The endearing melancholy of a simple man, but had he called just to tell them he missed Muck?
“What happened?” Ericourt tackled the issue head-on.
Eidinger sat in front of him, his eyes downcast.
“Last night I got a strange, threatening phone call. They said I should immediately destroy the photographs of Frida if I didn’t want anything to happen to me.”
“What time was that?”
“Midnight.”
“Did you recognize the voice?”
“It was a man’s voice. He sounded threatening and spoke perfect Spanish. The voice didn’t seem disguised.”
Ericourt listened behind a mask of seriousness, with his eyes half-closed.
“And did you destroy the photographs?”
The fact that he had called them made it seem unlikely that he had.
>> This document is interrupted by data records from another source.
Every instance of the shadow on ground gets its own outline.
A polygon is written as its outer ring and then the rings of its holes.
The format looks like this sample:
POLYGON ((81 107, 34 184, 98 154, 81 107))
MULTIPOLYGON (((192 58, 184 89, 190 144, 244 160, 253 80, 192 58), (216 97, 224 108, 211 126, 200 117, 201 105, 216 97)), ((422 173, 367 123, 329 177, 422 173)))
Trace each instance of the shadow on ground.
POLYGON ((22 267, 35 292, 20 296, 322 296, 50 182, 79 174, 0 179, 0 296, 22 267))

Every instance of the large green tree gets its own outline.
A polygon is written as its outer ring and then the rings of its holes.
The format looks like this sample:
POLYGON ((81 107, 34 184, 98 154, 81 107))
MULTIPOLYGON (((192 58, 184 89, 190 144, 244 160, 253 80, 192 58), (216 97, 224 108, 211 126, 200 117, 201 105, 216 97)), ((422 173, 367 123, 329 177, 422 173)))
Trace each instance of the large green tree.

However, more than nine hours had passed since the mysterious call. Fear doesn’t wait that long to raise the alarm.
“They’re in my studio as usual.”
“You should’ve called straight away.”
“Why? It was ridiculous. Nothing could happen. Both doors are locked. And the windows have bars. No one could get in.”
“You might’ve had an unexpected visit.”
“I wouldn’t have let any stranger in.”
“It needn’t necessarily be a stranger.”
Eidinger looked at the Inspector, seemingly wounded.
“I’ve spent the night thinking, Inspector. Do you remember Frida’s letters? She insisted on bringing those photos with her even though she knew I didn’t want her to. She refused to destroy them or get rid of them, which made me think they meant a lot to her. After her death I felt sorry I’d been so pig-headed. Now I think my wife was hiding something from me, and not necessarily a matter of the heart.”